King and Michael Keane – previously teammates with both Manchester United and Blackburn Rovers – came on for Coleman and Tom Davies.

The touchline conversation Ancelotti held with Gylfi Sigurdsson at the same time evidently involved instructions for the Icelander to retreat to a deep midfield position.

King joined Richarlison up front and Holgate shuffled across to right-back – with Doucoure the player given most licence to break from Everton’s engine room.

Still, Fulham came again, Loftus-Cheek powering forwards but down in the mouth when Lookman blazed the square pass over the top.

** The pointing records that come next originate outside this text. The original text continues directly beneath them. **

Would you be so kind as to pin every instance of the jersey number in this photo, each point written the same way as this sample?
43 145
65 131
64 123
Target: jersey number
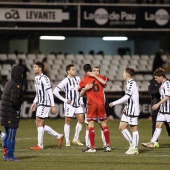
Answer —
95 87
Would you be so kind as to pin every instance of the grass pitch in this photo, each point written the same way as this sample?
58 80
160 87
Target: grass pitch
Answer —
68 158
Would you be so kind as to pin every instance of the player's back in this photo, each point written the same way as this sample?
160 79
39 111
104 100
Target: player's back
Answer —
96 94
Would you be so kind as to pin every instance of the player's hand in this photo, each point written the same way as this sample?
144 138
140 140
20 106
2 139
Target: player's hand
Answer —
53 109
88 86
111 104
91 74
155 106
124 110
33 107
68 101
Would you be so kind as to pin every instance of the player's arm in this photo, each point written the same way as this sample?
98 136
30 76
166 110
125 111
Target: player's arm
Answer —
83 90
57 90
152 90
103 82
48 88
119 101
155 106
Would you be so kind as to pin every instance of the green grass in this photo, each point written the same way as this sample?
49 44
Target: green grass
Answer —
69 158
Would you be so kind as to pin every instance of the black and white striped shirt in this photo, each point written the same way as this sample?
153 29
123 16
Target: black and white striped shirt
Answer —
165 91
132 104
44 95
70 87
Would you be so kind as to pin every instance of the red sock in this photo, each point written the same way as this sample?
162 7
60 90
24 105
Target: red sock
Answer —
106 135
5 151
91 136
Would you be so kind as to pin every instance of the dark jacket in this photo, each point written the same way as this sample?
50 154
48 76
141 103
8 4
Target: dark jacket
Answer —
153 89
11 99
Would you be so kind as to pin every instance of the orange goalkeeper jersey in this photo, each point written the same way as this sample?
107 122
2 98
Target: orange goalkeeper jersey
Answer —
96 94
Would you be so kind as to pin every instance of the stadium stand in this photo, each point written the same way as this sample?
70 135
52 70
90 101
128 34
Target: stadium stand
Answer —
110 66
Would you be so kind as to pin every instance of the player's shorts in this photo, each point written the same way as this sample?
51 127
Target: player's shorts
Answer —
42 111
69 110
86 122
130 120
96 111
163 117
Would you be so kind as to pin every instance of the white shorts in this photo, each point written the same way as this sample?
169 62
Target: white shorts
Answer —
42 111
129 120
163 117
69 110
86 122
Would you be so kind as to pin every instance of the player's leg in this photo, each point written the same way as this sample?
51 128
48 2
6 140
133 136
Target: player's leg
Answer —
2 136
135 137
69 112
67 130
160 119
52 132
5 144
123 128
106 134
101 114
91 116
102 135
167 128
41 114
87 140
154 114
11 144
80 118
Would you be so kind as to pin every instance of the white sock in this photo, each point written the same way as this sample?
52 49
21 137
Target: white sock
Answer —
40 136
67 132
135 138
77 130
156 134
2 134
127 135
50 131
103 139
87 138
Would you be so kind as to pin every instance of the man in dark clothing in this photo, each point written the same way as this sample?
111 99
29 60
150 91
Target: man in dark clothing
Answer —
11 101
153 90
2 135
158 61
25 83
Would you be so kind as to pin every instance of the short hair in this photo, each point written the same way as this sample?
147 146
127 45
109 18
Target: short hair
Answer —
87 68
130 71
159 73
40 64
69 66
160 68
96 67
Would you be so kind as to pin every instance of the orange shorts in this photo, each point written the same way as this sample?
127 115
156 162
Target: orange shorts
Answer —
96 111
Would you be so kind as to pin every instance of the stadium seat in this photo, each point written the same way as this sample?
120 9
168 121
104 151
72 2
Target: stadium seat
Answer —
22 56
60 56
107 57
12 57
79 57
3 57
126 57
40 57
98 57
32 57
89 56
144 57
70 57
139 77
51 57
135 57
117 57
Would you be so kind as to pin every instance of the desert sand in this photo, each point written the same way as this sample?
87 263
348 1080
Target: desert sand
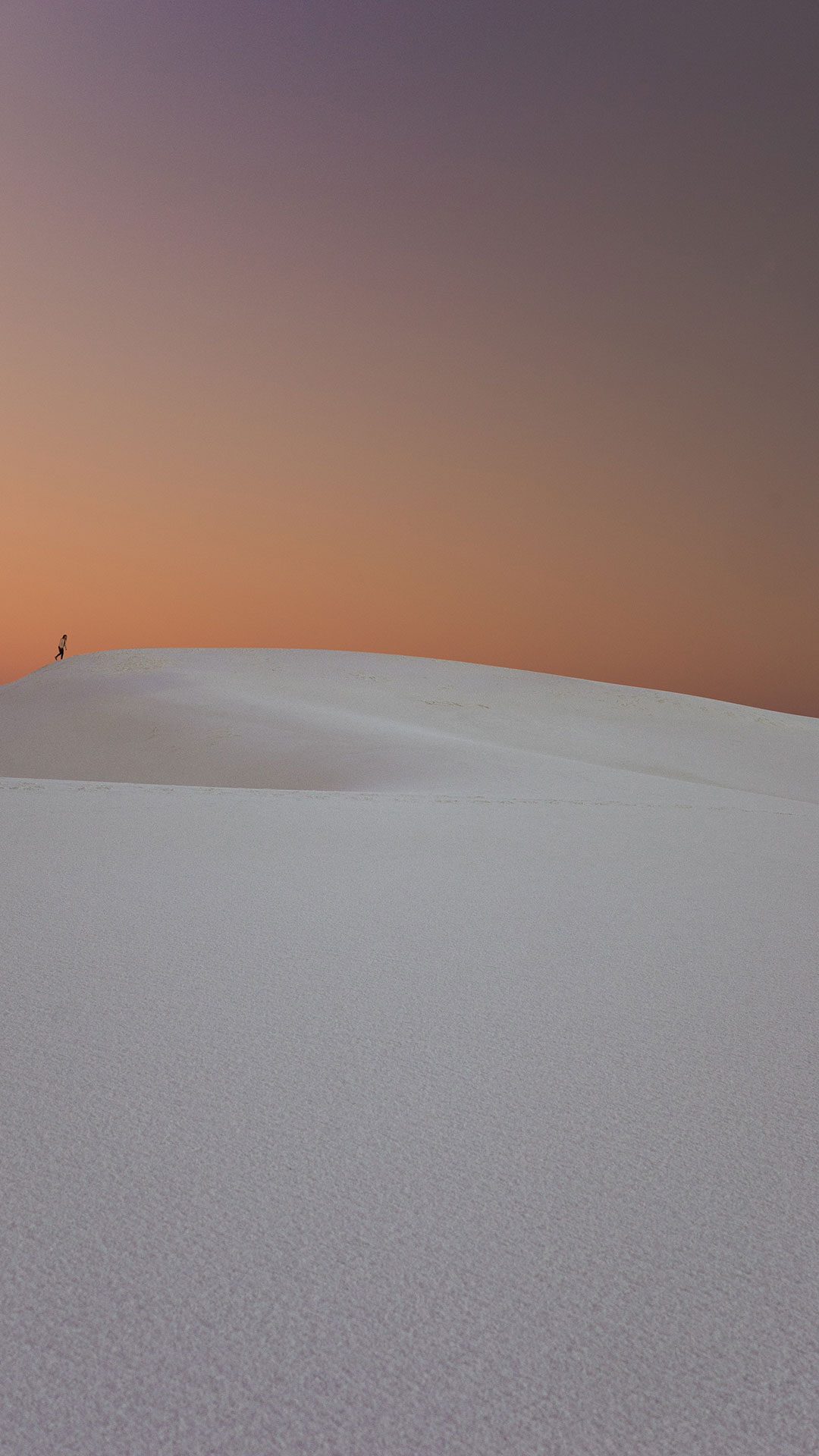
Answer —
404 1057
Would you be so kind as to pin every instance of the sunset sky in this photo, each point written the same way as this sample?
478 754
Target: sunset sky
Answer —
479 331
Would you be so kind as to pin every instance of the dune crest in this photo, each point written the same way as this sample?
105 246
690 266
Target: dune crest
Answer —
352 721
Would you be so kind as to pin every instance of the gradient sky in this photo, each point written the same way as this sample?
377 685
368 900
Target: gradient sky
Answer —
480 331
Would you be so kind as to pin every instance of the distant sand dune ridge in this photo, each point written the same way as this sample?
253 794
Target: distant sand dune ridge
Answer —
404 1057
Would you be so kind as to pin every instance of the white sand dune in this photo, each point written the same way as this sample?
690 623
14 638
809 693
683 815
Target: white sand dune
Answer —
404 1057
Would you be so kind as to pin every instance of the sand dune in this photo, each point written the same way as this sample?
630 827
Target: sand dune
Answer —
460 1097
297 720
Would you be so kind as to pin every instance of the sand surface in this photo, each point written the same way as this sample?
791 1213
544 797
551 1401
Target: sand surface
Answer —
404 1057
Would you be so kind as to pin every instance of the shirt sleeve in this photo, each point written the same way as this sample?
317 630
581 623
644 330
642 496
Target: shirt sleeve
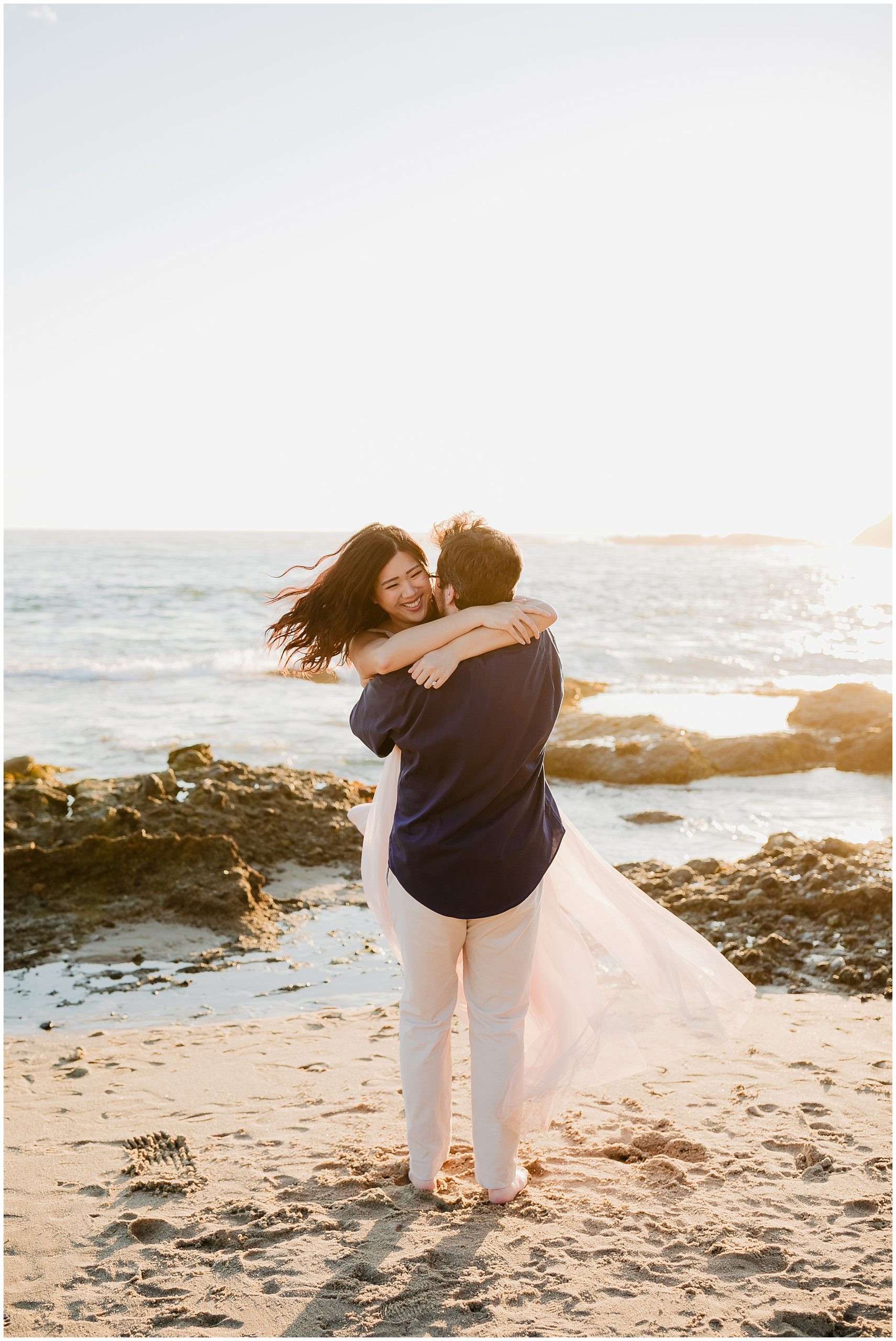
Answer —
379 714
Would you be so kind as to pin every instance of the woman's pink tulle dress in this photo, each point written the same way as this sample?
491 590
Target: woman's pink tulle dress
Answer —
619 983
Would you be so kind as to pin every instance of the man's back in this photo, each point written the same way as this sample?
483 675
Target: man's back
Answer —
475 825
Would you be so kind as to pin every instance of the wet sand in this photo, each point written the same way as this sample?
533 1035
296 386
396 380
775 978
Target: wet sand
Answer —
250 1179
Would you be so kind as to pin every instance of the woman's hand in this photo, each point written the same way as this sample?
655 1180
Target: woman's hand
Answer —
533 607
510 617
435 668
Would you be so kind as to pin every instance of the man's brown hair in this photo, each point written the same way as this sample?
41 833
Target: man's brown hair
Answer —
481 564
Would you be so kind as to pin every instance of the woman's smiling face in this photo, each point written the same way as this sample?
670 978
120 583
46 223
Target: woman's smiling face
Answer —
404 590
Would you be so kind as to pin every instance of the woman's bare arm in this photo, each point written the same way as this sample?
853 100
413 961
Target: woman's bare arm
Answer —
433 669
374 652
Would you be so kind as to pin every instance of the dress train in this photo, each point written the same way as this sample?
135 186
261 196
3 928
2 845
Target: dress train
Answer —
619 982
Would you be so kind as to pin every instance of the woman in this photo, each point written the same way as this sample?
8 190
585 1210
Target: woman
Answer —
374 608
619 983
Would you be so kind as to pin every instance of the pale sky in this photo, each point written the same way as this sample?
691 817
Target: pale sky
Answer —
585 269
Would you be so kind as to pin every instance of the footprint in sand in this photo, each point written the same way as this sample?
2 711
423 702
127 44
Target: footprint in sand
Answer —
737 1262
182 1318
151 1230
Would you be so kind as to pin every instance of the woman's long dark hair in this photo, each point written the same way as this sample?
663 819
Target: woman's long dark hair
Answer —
328 613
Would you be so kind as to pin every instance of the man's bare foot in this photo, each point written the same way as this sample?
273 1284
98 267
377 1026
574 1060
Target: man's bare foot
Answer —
500 1195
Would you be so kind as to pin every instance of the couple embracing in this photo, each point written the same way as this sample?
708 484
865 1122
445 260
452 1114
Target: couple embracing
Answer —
496 907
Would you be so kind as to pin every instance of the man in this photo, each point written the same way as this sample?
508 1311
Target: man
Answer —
475 829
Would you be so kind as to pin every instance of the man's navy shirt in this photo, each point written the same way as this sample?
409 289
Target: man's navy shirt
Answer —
475 825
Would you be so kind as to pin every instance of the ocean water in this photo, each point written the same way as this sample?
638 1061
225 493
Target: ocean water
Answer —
123 645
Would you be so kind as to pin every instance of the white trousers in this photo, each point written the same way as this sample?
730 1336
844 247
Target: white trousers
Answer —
498 962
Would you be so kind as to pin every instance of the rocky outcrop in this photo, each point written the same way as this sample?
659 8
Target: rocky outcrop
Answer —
674 760
191 842
848 727
796 914
777 751
652 817
273 815
843 710
882 534
867 751
58 895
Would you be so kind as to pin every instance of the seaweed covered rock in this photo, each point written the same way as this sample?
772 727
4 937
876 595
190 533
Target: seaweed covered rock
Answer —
59 895
191 844
867 751
843 708
796 914
274 815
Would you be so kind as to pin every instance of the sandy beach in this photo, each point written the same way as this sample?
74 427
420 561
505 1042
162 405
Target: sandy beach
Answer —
250 1179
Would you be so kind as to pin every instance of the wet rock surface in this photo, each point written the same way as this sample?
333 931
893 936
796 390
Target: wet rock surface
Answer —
192 842
848 727
796 914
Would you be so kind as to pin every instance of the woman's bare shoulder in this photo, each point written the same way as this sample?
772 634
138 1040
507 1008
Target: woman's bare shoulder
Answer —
362 640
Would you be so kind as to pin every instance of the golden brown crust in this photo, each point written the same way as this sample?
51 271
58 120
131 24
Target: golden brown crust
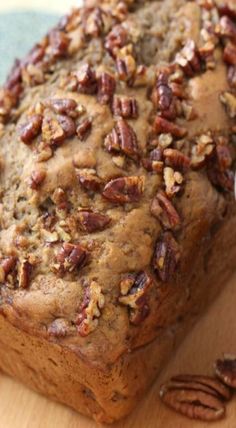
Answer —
117 163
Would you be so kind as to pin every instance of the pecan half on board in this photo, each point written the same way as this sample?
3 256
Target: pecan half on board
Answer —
197 397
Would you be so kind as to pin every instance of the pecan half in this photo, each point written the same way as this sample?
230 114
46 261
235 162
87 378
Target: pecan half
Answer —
162 125
84 128
37 178
122 138
31 128
125 107
106 88
229 55
92 222
176 159
24 273
229 100
166 256
173 181
188 59
65 106
90 310
124 189
225 369
70 257
163 209
59 43
88 179
86 80
134 289
116 39
197 402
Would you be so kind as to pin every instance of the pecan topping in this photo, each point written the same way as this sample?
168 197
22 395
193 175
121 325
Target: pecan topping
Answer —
24 273
90 309
134 289
124 189
230 54
166 256
122 138
84 128
92 222
201 151
229 100
162 125
188 59
176 159
86 80
116 39
36 179
88 179
65 106
59 43
196 397
7 266
106 88
173 180
70 257
31 128
125 107
226 28
163 209
225 369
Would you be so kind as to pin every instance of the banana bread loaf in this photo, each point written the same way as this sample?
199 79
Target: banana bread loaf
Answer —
118 217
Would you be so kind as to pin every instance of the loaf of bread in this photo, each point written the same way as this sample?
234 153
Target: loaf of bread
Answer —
118 214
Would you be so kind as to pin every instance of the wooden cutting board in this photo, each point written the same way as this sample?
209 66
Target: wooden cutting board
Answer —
214 334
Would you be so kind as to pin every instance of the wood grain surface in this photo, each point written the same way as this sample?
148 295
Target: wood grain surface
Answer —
214 334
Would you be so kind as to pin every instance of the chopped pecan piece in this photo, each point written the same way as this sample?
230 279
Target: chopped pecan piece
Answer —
126 67
36 179
31 128
24 273
163 209
176 159
232 76
201 151
225 370
84 128
166 256
229 100
106 88
70 257
65 106
134 289
173 181
88 179
122 138
162 125
86 80
230 54
59 43
92 222
195 397
188 59
116 39
125 107
90 310
226 28
124 189
7 266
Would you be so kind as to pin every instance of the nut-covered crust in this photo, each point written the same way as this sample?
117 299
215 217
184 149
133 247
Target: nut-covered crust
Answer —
117 177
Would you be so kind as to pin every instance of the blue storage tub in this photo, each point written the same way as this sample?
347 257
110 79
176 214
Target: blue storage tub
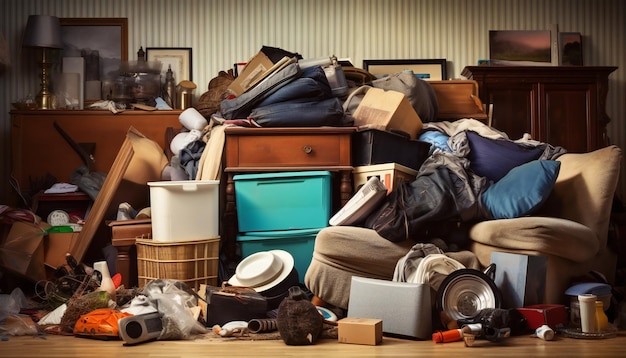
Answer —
299 243
283 201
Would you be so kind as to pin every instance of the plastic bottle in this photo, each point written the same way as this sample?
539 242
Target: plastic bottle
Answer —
169 89
107 283
602 321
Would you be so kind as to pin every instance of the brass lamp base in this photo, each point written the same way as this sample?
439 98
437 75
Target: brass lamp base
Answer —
45 101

The visitors weren't deterred, however, and gave themselves a valuable cushion with 25 minutes remaining.

Lookman was involved again, carrying the ball down the left before retuning a pass backwards for Reed.

His shot skipped off the turf and was awkward for Olsen, who pushed it onto the post and would have rued his misfortune seeing the ball land at Maja’s feet.

The striker’s task, again, was very straightforward indeed.

Everton penned Fulham back for the closing stages, winning a handful of threatening set-pieces and flooding crosses into the box.

King turned in neatly from Gomes’ delivery but was offside and Fulham were focused and strong in their late rearguard effort.

When Keane did direct a header on target from Holgate’s cross the save for Areola was comfortable.

Everton have developed a habit for finding the right answers when their mettle is tested and will lean on those memories as they try to strike back again.